A survey of the Hebrew Bible, Jewish Liturgy, and Jewish Thought for their respective mentions and contexts of water. Attention will also be given to the role played by water in the composite of the human body, as well as the physical benefits of proper hydration.
We have been cultivated from childhood to understand idolatry as a “cardinal sin” for the Abrahamic faith community. But what is “Avodah Zarah” exactly, as it is called in Hebrew and what is at the core of its offense? And, what marks off real idol worship from other forms of deviant behavior? Finally, we shall examine the ways that Avodah Zarah infiltrates modern daily life and poses challenges to our wellness. Our study will draw from the Hebrew Bible, Midrash, Talmud, Medieval Jewish Literature and contemporary works. All texts will be studied in English translation, and ample time will be reserved for discussion and reflection.
This course explores the foundational idea of “Shabbat Menucha” (Sabbath rest) as a restorative tool for holistic wellness. Along the way, we shall examine the development of Shabbat rituals, track the evolution of new practices, and broach a discussion of the ultimate Sabbath portrayed in mystical thinking.
This course - in addition to being a primer on the major holidays of the Jewish calendar - is intended to provoke conversations about taking good care of our bodies and our souls, with multiple frames such as Kabbalah, the Seven Dimensions of Wellness, and the numerous confrontations of COVID-19.

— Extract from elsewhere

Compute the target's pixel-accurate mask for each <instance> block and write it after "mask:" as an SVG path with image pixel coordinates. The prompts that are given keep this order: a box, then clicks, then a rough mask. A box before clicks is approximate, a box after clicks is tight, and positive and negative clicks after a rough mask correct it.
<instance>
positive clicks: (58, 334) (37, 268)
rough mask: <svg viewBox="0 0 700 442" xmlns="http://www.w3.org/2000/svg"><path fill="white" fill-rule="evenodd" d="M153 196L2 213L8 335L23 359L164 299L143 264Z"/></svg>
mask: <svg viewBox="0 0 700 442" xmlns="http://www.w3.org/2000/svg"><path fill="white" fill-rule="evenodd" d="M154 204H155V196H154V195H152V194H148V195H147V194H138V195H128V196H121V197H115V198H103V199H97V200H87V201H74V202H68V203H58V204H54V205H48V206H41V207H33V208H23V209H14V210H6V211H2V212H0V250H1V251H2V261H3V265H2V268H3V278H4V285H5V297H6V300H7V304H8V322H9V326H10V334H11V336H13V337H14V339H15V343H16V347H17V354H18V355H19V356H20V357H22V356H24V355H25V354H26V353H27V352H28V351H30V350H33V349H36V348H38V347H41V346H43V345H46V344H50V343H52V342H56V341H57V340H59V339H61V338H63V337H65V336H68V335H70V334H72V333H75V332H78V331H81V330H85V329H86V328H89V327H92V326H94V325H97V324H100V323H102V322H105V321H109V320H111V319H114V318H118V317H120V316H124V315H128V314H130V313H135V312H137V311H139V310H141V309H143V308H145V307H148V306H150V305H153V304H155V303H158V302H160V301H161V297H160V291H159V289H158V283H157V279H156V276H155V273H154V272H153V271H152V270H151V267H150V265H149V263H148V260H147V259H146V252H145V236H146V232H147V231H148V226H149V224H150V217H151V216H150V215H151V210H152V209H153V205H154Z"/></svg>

An exploration of the lives and deeds of our ancestors Abraham, Sarah, Isaac, Rebekah, Jacob, Rachel, and Leah, through a close reading of selected texts in the Book of Genesis, related passages from the Midrash, and four liturgical selections.
The Hebrew Bible prescribes Shemittah, that the land be given rest from sowing, tilling and harvesting every seven years. As we initiate the Sabbatical Year of 5782 on the Jewish calendar, we will (1) study in depth the parameters of Shemittah in classical and contemporary texts, (2) explore the applications of the ordinance to agriculture and commerce in the State of Israel, and (3) probe its values for greater comprehension of our roles in Creation Care, as stewards of Planet Earth.